To my disappointment the driver file’s dates (dne64x.sys) revealed nothing. I did not install anything in 2008 – I run Windows 7…

Then I had the idea of checking the registry. Each driver has a key under HKEY_LOCAL_MACHINE\SYSTEM\CurrentControlSet\services. And each registry key has a timestamp that gets updated whenever the key itself or a direct sub-object of the key get changed. So I only had to get the timestamp of the key HKEY_LOCAL_MACHINE\SYSTEM\CurrentControlSet\services\DNE in order to know when that driver had been installed.

But… although I run the seventh incarnation of Windows its registry editor has not changed much for at least a decade.

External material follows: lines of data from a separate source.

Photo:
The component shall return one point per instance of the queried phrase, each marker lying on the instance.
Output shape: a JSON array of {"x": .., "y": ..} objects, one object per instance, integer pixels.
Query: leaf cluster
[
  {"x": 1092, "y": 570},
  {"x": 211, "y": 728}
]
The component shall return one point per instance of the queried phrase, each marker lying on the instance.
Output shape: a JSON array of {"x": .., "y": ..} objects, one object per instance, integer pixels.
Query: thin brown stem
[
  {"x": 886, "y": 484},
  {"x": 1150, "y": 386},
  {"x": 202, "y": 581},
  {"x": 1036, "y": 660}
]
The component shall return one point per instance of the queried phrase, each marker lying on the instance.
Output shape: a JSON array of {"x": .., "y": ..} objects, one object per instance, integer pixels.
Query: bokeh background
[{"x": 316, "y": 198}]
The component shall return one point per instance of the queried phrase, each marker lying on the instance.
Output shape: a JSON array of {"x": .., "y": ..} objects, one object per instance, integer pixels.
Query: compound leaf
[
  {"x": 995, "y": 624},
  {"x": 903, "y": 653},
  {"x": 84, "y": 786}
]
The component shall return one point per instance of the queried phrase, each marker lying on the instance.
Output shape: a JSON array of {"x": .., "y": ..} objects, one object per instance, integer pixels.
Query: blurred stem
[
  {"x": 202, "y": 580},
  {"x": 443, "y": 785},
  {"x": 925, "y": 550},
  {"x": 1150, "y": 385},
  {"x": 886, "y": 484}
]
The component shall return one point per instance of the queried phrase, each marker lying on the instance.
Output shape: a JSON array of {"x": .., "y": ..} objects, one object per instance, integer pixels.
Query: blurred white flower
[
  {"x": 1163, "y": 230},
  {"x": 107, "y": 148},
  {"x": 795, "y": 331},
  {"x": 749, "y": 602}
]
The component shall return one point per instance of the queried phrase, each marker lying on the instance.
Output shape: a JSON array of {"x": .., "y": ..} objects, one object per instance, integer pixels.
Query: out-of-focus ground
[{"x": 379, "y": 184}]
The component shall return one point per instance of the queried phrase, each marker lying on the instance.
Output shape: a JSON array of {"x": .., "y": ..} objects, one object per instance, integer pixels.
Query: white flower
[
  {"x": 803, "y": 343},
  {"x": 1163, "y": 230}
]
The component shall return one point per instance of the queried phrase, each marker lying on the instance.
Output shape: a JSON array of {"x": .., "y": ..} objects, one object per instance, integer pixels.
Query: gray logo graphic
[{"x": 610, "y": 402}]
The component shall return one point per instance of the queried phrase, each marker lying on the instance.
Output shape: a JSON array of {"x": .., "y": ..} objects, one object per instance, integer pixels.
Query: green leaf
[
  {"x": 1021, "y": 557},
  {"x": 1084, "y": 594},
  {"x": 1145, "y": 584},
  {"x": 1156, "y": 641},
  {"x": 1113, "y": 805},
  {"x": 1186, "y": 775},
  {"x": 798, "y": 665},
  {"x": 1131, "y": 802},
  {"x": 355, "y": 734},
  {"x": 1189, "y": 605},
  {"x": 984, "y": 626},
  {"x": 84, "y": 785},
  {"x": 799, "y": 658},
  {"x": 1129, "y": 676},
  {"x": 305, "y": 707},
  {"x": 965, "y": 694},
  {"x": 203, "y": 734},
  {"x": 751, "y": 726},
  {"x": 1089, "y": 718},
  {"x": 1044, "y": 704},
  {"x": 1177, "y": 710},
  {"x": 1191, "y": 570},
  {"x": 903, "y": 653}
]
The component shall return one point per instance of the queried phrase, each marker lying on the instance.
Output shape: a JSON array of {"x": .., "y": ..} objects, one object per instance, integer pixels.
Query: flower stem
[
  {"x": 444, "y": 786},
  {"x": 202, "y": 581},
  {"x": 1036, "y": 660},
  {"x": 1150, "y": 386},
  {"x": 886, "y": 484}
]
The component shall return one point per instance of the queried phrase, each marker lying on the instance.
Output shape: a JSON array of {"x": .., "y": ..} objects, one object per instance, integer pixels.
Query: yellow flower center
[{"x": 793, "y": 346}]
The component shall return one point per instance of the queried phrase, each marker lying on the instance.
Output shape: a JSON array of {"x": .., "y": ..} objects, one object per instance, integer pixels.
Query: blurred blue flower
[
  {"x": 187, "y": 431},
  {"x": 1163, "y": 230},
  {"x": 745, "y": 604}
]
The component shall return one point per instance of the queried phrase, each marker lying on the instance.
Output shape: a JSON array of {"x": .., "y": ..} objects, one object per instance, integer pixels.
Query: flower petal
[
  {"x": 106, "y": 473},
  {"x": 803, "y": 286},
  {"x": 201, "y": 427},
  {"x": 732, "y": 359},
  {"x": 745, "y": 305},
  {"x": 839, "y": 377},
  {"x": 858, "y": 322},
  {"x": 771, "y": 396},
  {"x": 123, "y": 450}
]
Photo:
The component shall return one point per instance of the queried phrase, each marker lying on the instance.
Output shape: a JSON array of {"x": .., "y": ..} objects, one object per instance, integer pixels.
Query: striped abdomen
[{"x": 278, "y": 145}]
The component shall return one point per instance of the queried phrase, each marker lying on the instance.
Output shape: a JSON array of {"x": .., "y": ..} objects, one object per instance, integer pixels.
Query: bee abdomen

Regedit.exe has many shortcomings, one of them being that it does not show timestamps for registry keys. Luckily, other programmers are more than happy to fill the void. I found the interesting tool Registry Commander – one of its capabilities is to show registry key timestamps. It looks like this:

And that was the answer I sought. The DNE driver was indeed installed by the CAG client. Now I can safely disable or uninstall that driver.

What about you? Have you used any alternative registry editors? Do you prefer them over Regedit?